Image 1 - STIR_longTE                                           Image 2 - Axial T2W_TSE


 

In image 1, arrow one indicates the posterior aspect of the lateral meniscus posterior horn. There is a moderate amount of fluid, and the short arrow indicates the posterior capsule. In the following axial view image, one can see the fluid tracking between the meniscus posterior horn and body extending to nearly the anterior horn.

Other findings which may suggest a meniscocapsular separation or injury are: injury to the meniscofemoral and meniscotibial fascicles in the popliteus hiatus, irregularity of the meniscocapsular surface, or increased fluid between the meniscal body and collateral ligaments.

Meniscocapsular separations may not be clearly identified, especially in acute cases with large amounts of swelling or effusion, as the fluid may mask structures, especially in the posteromedial corner.
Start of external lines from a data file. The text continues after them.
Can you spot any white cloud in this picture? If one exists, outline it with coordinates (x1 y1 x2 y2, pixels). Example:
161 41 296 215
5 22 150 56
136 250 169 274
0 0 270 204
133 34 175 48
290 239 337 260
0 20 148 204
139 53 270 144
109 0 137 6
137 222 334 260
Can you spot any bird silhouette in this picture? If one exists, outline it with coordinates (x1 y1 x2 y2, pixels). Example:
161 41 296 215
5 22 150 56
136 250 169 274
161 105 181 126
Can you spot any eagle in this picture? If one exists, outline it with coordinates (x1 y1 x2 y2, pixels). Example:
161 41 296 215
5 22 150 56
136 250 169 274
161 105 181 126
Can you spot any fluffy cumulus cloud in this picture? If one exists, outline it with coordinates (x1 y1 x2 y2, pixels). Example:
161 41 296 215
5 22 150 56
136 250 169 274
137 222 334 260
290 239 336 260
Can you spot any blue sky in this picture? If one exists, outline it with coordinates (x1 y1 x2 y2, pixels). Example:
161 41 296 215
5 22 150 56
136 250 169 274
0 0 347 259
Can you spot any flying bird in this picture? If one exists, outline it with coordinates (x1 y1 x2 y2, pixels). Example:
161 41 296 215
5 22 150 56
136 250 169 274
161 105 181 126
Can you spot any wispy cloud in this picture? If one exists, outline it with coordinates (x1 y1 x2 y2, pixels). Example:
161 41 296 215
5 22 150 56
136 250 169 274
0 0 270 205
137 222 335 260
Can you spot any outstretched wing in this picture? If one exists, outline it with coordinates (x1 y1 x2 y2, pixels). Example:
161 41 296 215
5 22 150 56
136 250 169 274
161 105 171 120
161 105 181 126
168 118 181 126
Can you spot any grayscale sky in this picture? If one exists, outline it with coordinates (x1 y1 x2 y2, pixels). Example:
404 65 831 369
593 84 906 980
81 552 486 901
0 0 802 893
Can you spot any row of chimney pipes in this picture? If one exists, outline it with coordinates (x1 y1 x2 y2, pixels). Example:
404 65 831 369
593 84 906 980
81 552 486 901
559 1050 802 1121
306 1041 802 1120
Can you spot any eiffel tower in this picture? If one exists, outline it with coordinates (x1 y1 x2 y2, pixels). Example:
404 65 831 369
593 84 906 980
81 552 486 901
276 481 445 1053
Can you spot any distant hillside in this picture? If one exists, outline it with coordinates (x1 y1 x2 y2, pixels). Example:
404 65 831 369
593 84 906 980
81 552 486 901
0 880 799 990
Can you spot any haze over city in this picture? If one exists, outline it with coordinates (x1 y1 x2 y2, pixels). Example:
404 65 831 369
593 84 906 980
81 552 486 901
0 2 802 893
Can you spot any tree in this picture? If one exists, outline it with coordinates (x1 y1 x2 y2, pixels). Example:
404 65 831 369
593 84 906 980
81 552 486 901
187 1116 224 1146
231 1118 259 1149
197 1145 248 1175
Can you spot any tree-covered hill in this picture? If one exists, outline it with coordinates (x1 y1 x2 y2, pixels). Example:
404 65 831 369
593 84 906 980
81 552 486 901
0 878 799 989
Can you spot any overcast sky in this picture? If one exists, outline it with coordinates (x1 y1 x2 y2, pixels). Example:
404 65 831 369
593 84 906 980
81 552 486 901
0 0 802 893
Additionally, vertical tears of the posterior horn, such as those occurring with pivot-shift type injuries (Wrisberg ligament tear or vertical medial meniscus tear) may mimic a meniscocapsular separation, leading the reader to mistake the vertical tear for the posterior meniscal border. The key to delineating a vertical tear from meniscocapsular injury is the presence of fluid in the posterior meniscal space along with meniscal (a) rotatum, (b) anterior displacement, (c) extrusion peripherally, or (d) folding or flipping.